Time is a precious resource that cannot be regenerated. Every task in work, daily chores, learning interests, or new skills requires time. To have precise control and be at ease? In reality, this is a challenging task.
Separate Life and Work Affairs#
We need to separate life and work. When using Calendar to manage goals, its usage scope should be clear. For example, record TODOs, OKRs, or reminders for appointments, birthdays, anniversaries, etc.
Based on personal preferences and goals to be achieved, clarify the usage method of the calendar.
Once determined, other unrelated miscellaneous matters should not be included.
I hand over the trivialities of life to "TickTick", which includes shopping, life, various electricity bills, water bills, installment reminders, etc. After completing a task, I check it off, and my mind feels refreshed.
Although TickTick can be categorized by using different folders to separate life and work, from a personal perspective, TickTick is more like a garbage cleaning tool.

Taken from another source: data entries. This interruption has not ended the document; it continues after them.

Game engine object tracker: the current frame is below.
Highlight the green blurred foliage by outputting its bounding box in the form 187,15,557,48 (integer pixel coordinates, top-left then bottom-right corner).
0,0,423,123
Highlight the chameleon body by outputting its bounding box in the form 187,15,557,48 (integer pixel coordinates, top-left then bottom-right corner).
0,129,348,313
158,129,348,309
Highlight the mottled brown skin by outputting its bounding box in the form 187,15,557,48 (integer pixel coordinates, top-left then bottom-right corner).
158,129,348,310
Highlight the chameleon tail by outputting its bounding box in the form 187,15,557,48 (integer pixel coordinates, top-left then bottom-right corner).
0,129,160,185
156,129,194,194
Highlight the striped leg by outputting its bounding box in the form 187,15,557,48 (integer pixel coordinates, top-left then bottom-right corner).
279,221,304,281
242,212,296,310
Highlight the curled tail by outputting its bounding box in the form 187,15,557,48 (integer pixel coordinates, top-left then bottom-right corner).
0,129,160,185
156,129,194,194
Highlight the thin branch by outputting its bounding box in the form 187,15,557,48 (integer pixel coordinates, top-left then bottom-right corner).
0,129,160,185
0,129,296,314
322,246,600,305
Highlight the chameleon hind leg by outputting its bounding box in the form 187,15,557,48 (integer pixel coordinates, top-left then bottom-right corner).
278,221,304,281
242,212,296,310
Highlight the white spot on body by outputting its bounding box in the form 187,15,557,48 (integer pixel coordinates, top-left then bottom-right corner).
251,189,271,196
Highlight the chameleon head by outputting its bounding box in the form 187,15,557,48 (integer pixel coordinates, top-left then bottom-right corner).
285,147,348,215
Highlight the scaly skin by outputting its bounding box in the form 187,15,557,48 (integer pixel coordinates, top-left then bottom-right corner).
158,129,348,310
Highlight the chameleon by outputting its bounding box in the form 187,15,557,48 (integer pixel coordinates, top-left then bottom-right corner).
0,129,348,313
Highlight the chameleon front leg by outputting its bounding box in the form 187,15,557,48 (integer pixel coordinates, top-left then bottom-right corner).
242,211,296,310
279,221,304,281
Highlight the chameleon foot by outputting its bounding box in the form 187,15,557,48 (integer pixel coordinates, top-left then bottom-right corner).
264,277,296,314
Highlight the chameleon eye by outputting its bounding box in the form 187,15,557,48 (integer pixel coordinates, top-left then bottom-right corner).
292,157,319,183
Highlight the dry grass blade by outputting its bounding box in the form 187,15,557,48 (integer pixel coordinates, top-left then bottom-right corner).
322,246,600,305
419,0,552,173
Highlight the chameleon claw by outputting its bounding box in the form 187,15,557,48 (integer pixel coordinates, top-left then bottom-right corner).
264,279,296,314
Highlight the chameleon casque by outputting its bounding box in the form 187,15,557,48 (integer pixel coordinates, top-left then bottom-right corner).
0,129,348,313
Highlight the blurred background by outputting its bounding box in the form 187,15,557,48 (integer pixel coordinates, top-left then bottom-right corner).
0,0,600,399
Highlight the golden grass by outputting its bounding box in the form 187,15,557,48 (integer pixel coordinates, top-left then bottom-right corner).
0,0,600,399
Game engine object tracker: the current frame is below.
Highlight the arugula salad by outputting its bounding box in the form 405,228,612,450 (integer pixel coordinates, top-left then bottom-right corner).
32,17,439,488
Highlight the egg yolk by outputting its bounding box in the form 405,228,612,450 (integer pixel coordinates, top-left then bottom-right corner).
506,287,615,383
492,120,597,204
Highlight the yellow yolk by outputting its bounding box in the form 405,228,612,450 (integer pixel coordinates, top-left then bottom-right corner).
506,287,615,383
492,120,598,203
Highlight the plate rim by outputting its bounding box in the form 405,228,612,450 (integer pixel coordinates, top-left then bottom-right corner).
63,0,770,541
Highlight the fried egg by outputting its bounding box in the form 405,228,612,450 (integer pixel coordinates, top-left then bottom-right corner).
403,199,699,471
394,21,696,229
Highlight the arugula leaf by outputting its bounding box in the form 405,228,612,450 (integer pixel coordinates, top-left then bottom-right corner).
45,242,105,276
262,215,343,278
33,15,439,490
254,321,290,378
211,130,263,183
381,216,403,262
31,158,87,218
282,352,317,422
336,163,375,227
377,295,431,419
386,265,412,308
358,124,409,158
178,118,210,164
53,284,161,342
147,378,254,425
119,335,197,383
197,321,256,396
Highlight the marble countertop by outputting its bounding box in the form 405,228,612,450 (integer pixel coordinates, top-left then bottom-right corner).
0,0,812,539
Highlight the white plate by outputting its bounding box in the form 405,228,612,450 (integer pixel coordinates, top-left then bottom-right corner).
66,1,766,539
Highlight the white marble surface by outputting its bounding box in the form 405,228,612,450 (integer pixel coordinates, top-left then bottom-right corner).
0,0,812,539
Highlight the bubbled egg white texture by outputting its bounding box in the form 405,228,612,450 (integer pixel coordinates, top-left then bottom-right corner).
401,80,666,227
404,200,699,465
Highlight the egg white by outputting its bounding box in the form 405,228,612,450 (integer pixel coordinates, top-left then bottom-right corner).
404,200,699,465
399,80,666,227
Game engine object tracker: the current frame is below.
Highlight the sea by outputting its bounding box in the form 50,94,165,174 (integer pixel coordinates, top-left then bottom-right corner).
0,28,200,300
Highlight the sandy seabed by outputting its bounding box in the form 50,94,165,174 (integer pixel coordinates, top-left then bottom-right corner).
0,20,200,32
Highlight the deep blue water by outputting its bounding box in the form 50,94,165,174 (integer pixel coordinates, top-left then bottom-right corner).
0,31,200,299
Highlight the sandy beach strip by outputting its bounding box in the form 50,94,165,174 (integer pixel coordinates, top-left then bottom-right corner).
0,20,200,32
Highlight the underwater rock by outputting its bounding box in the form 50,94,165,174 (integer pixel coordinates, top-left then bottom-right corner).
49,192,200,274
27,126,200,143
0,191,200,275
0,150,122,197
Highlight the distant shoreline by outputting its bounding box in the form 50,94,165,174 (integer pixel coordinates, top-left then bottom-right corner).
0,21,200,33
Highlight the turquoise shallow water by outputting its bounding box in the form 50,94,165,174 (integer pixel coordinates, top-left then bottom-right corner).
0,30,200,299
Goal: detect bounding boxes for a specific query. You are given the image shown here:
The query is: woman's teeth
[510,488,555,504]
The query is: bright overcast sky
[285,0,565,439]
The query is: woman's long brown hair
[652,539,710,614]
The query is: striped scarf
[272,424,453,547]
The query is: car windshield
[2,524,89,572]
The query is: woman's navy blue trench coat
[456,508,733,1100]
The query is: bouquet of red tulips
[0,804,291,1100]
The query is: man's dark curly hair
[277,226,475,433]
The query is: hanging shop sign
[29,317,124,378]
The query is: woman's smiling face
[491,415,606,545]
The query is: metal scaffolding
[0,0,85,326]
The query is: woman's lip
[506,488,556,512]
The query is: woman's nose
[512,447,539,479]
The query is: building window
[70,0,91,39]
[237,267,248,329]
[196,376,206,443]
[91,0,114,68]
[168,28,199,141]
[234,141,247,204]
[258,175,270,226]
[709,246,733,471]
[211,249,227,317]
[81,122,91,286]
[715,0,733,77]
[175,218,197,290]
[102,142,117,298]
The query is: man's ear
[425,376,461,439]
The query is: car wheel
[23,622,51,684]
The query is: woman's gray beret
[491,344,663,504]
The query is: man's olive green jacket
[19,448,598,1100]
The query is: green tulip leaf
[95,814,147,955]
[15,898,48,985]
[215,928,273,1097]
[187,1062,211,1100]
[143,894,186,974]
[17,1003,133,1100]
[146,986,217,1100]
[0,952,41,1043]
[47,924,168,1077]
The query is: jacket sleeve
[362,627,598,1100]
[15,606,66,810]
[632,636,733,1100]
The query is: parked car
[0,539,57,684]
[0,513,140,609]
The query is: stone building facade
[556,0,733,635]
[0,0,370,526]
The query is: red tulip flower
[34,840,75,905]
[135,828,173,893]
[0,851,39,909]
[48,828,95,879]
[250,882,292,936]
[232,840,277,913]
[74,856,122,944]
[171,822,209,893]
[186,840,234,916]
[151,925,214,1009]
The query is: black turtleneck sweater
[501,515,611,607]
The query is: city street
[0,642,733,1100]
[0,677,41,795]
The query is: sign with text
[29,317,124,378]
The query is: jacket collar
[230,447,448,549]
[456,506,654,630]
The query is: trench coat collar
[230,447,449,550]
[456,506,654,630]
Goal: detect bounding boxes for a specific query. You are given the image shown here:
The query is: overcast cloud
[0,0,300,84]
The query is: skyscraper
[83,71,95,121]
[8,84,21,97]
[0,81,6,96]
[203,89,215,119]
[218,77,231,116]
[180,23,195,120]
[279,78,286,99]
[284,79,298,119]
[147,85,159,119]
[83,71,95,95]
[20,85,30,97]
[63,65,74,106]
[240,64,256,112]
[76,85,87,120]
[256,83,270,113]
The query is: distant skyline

If work tasks are placed in TickTick, on one hand, it feels less important; on the other hand, life and work should be treated separately.
I don't want to see any unfinished work-related tasks in my to-do list after work. It's so annoying!
The only purpose of those unimportant fragmented tasks is to remind me not to forget to do them, but even if I forget, it doesn't matter. To avoid storing too much unnecessary information in the brain, such as "go to the supermarket to buy milk at night" or "change the oil for the car"... Although the data is very small, it still occupies brain memory.
The key is that work tasks usually take a complete time period and cannot be completed at a specific time. They are relatively complex and change with certain variables. Work requires collaboration, and one person cannot accurately grasp the progress.
In short, if tasks cannot be cleared in a timely manner in the to-do list, it will cause mental burden.
Different Tasks Require Different Management Tools#
Different tasks, different projects, different habits... require different apps to manage them separately.
Give wedding anniversaries, family birthdays, etc. to "Countdown". This app has very beautiful desktop widgets that show how many days are left until someone's birthday and remind me to buy gifts🙃.
There is also an app called "Drip Progress" that can record the time progress of specific projects. For example, "Yangmei Wine" has been soaking for "6 months and 29 days"; "It has been 4 months and 9 days since the last gout attack". It can intuitively monitor the subtle changes in certain foods, unique flavors, and quietly ferment. That is the taste of time.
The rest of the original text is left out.